Dans les champs immatériels, l’IA s’impose comme une arme d’influence et de désinformation. © Olivier Berg/DPA/AFP

Le conflit russo-ukrainien est devenu le « laboratoire » d’une guerre d’un nouveau genre. Une guerre où l’armée la plus puissante n’est plus forcément la plus fournie en effectifs et matériels, mais elle pourrait être celle capable d’analyser et d’exploiter en temps réel le plus grand nombre de données possible. Le gouvernement ukrainien, par la voix de son ministre de la Transformation numérique, Mykhailo Fedorov, le revendique : « Nous sommes ici aujourd'hui une sorte de terrain d’entraînement à l’utilisation de l’intelligence artificielle. » Sur la ligne de front ukrainienne et dans les boucles décisionnelles, l’IA s’est rapidement imposée comme un rempart face à la masse de soldats et de matériels russes. Si elle ne remplace pas la guerre traditionnelle, cette technologie constitue aujourd’hui un allié indispensable dans plusieurs domaines : l’aide à la décision, l’autonomie des systèmes d’armes, l’observation, la logistique, le ravitaillement, la cybersécurité, la santé du personnel, les ressources humaines, entre autres.

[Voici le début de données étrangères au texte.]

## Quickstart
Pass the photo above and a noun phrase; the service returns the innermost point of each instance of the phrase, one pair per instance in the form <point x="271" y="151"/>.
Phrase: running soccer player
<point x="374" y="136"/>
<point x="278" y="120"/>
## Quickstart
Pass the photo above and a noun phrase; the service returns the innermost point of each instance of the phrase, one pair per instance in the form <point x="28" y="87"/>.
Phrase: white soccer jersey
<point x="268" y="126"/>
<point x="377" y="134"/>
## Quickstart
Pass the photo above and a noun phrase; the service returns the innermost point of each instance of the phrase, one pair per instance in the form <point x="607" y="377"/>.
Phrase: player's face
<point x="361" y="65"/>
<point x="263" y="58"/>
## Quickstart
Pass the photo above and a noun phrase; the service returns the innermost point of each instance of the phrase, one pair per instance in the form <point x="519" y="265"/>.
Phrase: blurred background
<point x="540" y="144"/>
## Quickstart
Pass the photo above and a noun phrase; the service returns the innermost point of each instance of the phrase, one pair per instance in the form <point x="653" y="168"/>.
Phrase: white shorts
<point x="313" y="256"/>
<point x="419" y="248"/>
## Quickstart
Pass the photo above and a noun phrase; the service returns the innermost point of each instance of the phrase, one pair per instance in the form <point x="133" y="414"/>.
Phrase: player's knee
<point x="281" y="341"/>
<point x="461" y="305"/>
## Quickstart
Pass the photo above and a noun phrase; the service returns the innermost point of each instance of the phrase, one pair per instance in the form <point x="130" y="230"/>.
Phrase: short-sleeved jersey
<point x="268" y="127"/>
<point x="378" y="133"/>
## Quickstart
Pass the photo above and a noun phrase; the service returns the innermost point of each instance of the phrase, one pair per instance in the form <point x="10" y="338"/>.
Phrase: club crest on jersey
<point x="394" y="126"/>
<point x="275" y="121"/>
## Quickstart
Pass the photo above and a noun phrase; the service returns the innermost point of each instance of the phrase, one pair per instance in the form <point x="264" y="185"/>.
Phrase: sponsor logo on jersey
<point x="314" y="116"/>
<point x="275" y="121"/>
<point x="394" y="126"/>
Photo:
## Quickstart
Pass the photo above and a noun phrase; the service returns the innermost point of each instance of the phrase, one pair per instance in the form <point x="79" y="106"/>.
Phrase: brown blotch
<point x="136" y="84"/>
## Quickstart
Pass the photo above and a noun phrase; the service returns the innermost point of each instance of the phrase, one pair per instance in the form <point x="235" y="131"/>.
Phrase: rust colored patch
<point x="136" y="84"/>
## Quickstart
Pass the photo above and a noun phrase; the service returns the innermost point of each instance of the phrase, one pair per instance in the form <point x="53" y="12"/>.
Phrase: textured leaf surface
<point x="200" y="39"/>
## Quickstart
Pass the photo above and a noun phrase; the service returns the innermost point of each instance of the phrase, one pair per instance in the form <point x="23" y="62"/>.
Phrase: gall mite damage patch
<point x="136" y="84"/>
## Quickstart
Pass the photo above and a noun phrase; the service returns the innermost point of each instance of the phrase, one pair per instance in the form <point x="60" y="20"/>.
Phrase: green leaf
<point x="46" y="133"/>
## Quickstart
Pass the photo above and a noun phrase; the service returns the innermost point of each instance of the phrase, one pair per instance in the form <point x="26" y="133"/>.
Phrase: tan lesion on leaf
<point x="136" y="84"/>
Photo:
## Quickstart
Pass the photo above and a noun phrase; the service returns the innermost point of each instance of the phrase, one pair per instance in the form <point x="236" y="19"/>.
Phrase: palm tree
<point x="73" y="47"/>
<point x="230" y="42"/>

Un soldat ukrainien utilise un drone Vampire, dans l’Est de l’Ukraine, le 2 février 2024. © Dmytro Smolienko/NurPhoto/AFP

Si les champs de bataille ne sont pas encore peuplés de robots tueurs comme dans Terminator, les algorithmes d’intelligence artificielle se font une place grandissante dans les systèmes d’armes. Sous l’effet de l’intégration du numérique, les militaires se retrouvent aujourd’hui à gérer une quantité de données sans précédent. En cause : la prolifération des capteurs, à savoir tout appareil permettant la collecte d’informations (le carburant de l’IA). Il peut s’agir de drones, de satellites, de téléphones portables, de radars ou encore de caméras embarquées dans les véhicules. Ces dispositifs, pour la plupart démocratisés et répandus à l’échelle du globe, génèrent d’énormes volumes d’informations en temps réel, que l’humain ne peut traiter et analyser rapidement et efficacement. Seule l’IA dispose aujourd’hui de capacités de calcul et d’analyse suffisantes pour exploiter des données toujours plus conséquentes (interarmées, interalliées, diplomatiques, industrielles) et répondre aux besoins tactiques d’immédiateté et de précision. Dans ce contexte, l’amiral Pierre Vandier explique que l’IA va servir à deux choses dans les armées : « Faire gagner du temps à l’humain pour des tâches laborieuses et aider à la prise de décision. »

De l’IA dans les drones

L’usage massif des drones illustre ce nouveau paradigme. Depuis plus de deux ans, ils prolifèrent par dizaines de milliers sur le champ de bataille ukrainien. À l’affût des moindres mouvements des troupes russes, le drone est particulièrement efficace pour la guerre de position que mènent les belligérants depuis le printemps 2022. Utilisés par les deux camps, ces appareils faiblement détectables et capables de voler jusqu’à 1000 km de l’opérateur scrutent en permanence les positions ennemies et recueillent de grandes quantités d’informations hétérogènes qui sont traitées à l’arrière grâce à l’intelligence artificielle. Ces informations éclairent le champ de bataille et lui donnent une transparence inédite, dissipant ce que le théoricien militaire prussien Carl von Clausewitz appelait le « brouillard de la guerre », qui désigne l’incertitude entourant les combats. Pour l’amiral Pierre Vandier, « le nouveau brouillard de la guerre réside dans les capacités de l’adversaire à exploiter les données recueillies sur le champ de bataille. Le cœur du sujet, c’est la qualité et la vitesse de prise de décision ».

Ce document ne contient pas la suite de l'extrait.